For a more elaborate answer, let's consider some alternatives.

Hash Table (see Wikipedia's entry for some basics)

Not all hash tables use a linked-list as a bucket. A popular alternative is to use a "better" bucket, for example a binary tree, or another hash table (with another hash function), ...
Some hash tables do not use buckets at all: see Open Addressing (they come with other issues, obviously)
There is something called Linear re-hashing (it's a quality of implementation detail), which avoids the "stop-the-world-and-rehash" pitfall. Basically during the migration phase you only insert in the "new" table, and also move one "old" entry into the "new" table. Of course, migration phase means double look-up etc...

Binary Tree

Re-balancing is costly, you may consider a Skip-List (also better for multi-threaded accesses) or a Splay Tree.
A good allocator can "pack" nodes together in memory (better caching behavior), even though this does not alleviate the pointer-look-up issue.
B-Tree and variants also offer "packing"

Let's not forget that O(1) is an asymptotic complexity. For few elements, the coefficient is usually more important (performance-wise). Which is especially true if your hash function is slow...

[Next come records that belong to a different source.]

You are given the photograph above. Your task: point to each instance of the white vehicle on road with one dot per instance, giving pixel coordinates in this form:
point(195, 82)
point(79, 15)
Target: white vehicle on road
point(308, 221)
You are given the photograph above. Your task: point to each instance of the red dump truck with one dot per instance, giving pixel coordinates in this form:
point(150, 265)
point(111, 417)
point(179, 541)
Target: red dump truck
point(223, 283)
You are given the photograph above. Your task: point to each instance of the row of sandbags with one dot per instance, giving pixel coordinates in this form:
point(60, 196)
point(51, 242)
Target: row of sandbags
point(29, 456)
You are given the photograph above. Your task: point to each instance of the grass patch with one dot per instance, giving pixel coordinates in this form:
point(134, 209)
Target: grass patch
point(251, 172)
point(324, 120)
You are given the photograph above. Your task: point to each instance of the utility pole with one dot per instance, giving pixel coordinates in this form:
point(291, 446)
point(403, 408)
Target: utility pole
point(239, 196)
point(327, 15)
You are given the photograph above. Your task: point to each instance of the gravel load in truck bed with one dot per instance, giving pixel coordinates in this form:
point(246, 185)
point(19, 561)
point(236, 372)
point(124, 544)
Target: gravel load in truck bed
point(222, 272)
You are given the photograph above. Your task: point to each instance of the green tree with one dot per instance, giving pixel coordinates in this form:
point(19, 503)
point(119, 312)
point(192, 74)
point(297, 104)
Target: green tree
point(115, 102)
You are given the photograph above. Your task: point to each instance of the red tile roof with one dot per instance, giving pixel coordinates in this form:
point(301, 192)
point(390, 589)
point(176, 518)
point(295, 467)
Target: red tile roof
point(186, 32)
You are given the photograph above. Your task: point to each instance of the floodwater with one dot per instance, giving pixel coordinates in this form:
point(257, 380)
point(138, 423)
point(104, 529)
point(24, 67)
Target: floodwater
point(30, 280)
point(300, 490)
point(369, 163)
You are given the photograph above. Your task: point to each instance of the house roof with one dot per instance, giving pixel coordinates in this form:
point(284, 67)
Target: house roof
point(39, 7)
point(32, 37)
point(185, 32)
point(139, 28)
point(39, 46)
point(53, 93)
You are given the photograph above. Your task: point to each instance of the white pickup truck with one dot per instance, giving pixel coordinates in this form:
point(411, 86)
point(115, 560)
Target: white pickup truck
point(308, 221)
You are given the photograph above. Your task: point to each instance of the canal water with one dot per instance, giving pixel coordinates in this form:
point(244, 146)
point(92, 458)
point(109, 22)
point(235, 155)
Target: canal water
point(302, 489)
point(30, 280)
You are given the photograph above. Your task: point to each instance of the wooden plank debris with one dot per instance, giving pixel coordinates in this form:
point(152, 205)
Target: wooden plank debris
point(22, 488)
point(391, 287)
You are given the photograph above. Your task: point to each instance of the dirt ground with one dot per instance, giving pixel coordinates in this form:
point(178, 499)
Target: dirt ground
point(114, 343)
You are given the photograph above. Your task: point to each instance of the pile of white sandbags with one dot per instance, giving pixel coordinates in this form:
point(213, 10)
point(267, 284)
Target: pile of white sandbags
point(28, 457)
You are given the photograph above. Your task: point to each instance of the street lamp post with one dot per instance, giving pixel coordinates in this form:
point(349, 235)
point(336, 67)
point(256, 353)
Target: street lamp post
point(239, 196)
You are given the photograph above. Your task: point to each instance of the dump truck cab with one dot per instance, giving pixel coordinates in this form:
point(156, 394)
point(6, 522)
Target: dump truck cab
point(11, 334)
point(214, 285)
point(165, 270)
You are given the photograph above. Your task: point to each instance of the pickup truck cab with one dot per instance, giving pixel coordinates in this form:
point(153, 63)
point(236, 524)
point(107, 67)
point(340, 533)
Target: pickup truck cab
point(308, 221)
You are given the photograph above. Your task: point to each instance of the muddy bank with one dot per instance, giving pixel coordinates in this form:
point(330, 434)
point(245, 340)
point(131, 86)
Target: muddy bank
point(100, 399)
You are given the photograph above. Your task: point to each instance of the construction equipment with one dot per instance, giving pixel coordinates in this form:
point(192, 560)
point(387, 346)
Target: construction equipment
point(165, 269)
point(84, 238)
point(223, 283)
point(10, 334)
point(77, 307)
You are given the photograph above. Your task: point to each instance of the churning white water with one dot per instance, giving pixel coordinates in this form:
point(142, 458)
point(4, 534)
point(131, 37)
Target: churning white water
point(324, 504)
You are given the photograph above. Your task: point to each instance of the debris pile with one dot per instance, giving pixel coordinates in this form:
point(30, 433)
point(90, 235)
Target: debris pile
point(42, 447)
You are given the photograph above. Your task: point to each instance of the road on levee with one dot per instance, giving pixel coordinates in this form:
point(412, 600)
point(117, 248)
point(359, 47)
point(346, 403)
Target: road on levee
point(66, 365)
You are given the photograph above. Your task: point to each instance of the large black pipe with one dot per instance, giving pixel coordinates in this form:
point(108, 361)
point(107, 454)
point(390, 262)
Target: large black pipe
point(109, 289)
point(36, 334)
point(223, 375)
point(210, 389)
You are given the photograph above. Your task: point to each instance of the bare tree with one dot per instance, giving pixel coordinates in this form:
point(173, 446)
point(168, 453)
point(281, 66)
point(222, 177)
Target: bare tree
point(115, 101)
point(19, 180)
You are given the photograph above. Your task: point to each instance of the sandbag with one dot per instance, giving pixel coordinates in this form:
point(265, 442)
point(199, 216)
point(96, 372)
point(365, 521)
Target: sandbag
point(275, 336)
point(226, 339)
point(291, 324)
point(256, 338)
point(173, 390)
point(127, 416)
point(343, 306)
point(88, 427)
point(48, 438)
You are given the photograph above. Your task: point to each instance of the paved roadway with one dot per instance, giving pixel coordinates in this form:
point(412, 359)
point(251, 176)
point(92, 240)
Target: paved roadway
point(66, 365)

Finally, for sets, you may also wish to consider probabilistic data structures, like Bloom Filters.

Solution 2

Hash tables are generally better if there isn't any need to keep the data in any sort of sequence. Binary trees are better if the data must be kept sorted.

Solution 3

A worthy point on a modern architecture: A Hash table will usually, if its load factor is low, have fewer memory reads than a binary tree will. Since memory access tend to be rather costly compared to burning CPU cycles, the Hash table is often faster.

In the following Binary tree is assumed to be self-balancing, like a red black tree, an AVL tree or like a treap.

On the other hand, if you need to rehash everything in the hash table when you decide to extend it, this may be a costly operation which occur (amortized). Binary trees does not have this limitation.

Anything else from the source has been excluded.